IPv4 access is provided in parallel via dual-stack (separate IPv4 address with NAT44) or via DS-Lite / MAP-E / MAP-T (IPv4-in-IPv6 tunneling to the ISP’s AFTR).
Key properties:
- Devices have globally routable IPv6 addresses
- No IPv6 NAT — the prefix is public
- Stateful firewall blocks inbound, allows outbound + established
- SLAAC for address assignment (not DHCPv6 address assignment)
- Privacy extensions (RFC 4941) rotate source addresses
Carriers: Deutsche Telekom, Comcast, AT&T, Orange, BT, NTT.
Mobile (4G/5G)
Each device typically gets a single /64 via RA (Router Advertisement). The device is the only host on its /64. There is no home router — the carrier’s gateway acts as the first hop.

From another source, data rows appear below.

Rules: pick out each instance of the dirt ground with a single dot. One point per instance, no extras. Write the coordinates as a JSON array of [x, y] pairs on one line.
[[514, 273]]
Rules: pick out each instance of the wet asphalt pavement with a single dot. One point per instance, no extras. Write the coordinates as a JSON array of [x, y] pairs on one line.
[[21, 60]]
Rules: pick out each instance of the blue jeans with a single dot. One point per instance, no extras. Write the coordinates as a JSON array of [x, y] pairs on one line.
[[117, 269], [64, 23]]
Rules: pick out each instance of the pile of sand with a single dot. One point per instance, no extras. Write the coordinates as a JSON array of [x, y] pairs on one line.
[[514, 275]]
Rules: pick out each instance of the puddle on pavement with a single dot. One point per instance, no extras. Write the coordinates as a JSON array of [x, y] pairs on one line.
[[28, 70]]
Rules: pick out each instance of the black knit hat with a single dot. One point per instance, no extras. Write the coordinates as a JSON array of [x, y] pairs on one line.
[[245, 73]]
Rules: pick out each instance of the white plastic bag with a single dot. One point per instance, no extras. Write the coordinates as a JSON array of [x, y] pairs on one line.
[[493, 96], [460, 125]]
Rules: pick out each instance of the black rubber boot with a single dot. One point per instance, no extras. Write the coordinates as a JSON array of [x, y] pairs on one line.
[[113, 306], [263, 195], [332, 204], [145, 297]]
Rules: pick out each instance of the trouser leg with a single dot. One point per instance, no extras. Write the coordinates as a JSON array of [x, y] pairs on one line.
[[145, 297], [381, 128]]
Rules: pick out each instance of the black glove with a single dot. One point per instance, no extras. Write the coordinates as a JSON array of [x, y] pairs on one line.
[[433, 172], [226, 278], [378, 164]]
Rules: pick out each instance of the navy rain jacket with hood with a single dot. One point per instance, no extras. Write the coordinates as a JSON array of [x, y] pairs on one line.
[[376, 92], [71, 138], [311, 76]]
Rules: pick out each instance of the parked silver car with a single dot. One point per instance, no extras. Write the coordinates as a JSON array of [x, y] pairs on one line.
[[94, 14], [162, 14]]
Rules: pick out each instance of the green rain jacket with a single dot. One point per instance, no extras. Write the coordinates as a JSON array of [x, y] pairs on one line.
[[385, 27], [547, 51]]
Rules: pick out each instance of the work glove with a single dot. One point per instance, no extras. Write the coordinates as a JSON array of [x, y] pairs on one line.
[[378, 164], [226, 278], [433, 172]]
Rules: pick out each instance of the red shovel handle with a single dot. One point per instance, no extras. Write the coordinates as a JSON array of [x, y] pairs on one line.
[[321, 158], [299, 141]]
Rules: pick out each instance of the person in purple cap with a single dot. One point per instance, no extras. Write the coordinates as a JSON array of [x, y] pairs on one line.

For IPv4 access, carriers use either:
- 464XLAT (RFC 6877): CLAT on device + NAT64 on carrier gateway
- NAT64 + DNS64: carrier synthesizes AAAA records from A records
Some carriers (T-Mobile US, Jio) are IPv6-only with NAT64. Others (Verizon, NTT Docomo) do dual-stack.
Key properties:
- One /64 per device (not shared)
- NAT64/DNS64 for IPv4 access (no real IPv4 address)
- No firewall — carrier relies on per-device /64 isolation
- 3GPP CGNAT for remaining IPv4 users
Enterprise / Corporate
Enterprises typically run dual-stack internally with PA (Provider Aggregatable) or PI (Provider Independent) space. Strict firewalls allow only TCP 80/443 and UDP 53 outbound. All other ports are blocked — STUN/TURN on non-standard ports fails, must use TURN-over-TLS on 443.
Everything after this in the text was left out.